Based at my experience at many, many datacenters and telco facilities, I can tell you that alarm lights or audible alarms are almost always ignored at all times - the only time someone visits the equipment is when they get told to go replace a part that has failed. Eventually, fans will fail, and then you'll need to disassemble the Pod to see which one it is and replace it. Which leads to...

Serviceability

Sooner or later, you're going to need to replace something in a Pod - probably a fan or a disk drive. To do this, you're going to need to remove the Pod from the rack. The way the Pods appear in the Backblaze blog posts, they are positioned one on top of the next one. Even with rack slides, unless it is the only one (or the top of the stack), you are going to have a lot of weight pressing down on the top of the case, making it difficult to slide out and even harder to put back.

Drives

A lot of people have taken Backblaze to task for using desktop-grade drives instead of "enterprise" ones, so I won't re-hash those arguments here. And I will be the first to tell you that brand-specific enterprise drives (like Dell-branded Seagates) don't have as much magic in them as you might think. Sure, the vendor will tell you that that is the only supported configuration. Most of the firmware customization is for branding, not to fix problems that only that particular vendor has discovered. It is true that a generic Seagate drive will eventually drop out of a Dell PERC array, but (oddly enough) the generic drive works just fine if you re-flash the PERC controller to the generic firmware as supplied by the controller's manufacturer. I've been in this part of the industry for many, many years (in fact, a company I ran was at one time the second-largest OEM consumer of 40MB ST506 drives, behind only DEC).

However, if you're going to use desktop drives in an enterprise application (however you define that), you want to make them as happy as possible. The up-and-down orientation has not been expressly prohibited by drive makers for many years (the Atasi AT3046 was an early example of of a drive manufacturer prohibiting the up-and-down orientation because it had a linear voice coil, very unusual in 5.25" or smaller drives).

Having said that, a number of drives have come with installaton manuals that state that mounting them vertically in the long axis is not recommended. If you look at the inside of a modern hard drive, you'll see that there aren't any counterweights to ensure balance of the head actuating arm when operated in this position. Even if this doesn't cause any physical wear on the drive, seeks are likely to overshoot (or undershoot, depending on whether they were performed in the "down" or "up" direction), which will result in slower access times as the drive makes another attempt to position the heads. Since this is an uncommon mounting orientation, it is unlikely that drive manufacturers are adding anything special to their firmware to deal with this. If you look at integrators that had previously used the vertical orientation to mount drives (for example, Dell with their XPS R, XPS T, etc.) you'll see that their more modern systems no longer use that orientation.

Then there is the warranty issue. While there were rumors of manufacturers refusing to warranty desktop drives when run 24 hours per day, those appear to have been just that - rumors.
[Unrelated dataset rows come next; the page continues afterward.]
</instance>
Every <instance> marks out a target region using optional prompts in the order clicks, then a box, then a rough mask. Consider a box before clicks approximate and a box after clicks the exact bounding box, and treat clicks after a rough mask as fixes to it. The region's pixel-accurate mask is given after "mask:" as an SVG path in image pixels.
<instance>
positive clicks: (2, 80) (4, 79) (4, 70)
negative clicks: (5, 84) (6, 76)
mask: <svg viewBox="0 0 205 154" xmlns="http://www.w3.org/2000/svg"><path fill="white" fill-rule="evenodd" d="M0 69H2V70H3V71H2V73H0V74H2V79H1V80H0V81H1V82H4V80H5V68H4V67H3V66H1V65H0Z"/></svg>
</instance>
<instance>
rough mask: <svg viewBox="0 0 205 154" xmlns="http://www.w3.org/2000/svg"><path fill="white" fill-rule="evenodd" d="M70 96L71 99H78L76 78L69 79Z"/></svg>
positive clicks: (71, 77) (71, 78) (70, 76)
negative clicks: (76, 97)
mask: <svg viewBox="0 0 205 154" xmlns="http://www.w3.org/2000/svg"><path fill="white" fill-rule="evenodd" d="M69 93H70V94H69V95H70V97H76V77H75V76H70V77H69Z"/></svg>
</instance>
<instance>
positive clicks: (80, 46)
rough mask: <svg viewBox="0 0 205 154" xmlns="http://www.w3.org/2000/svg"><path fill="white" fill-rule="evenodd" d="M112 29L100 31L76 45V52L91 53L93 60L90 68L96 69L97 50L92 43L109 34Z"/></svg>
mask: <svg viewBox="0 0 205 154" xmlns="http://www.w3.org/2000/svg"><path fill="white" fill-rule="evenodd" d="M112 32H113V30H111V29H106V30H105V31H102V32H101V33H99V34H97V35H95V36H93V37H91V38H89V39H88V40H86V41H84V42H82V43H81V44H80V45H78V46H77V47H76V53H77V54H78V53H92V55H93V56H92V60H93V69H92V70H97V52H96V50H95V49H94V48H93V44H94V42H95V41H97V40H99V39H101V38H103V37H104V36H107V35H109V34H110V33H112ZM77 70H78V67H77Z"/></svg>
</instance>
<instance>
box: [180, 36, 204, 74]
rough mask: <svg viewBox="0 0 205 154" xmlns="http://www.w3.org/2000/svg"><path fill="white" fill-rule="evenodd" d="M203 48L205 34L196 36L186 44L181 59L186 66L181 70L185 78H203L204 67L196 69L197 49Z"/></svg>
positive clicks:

That may change in the future, however, as the manufacturers try to further differentiate their products - why would someone pay more for a drive if the hardware was identical except for the color of the label - green, blue, red, black or yellow - and the model number? We've already seen many manufacturers dropping the warranty on consumer models to 3 years, while retaining a 5-year warranty on enterprise drives.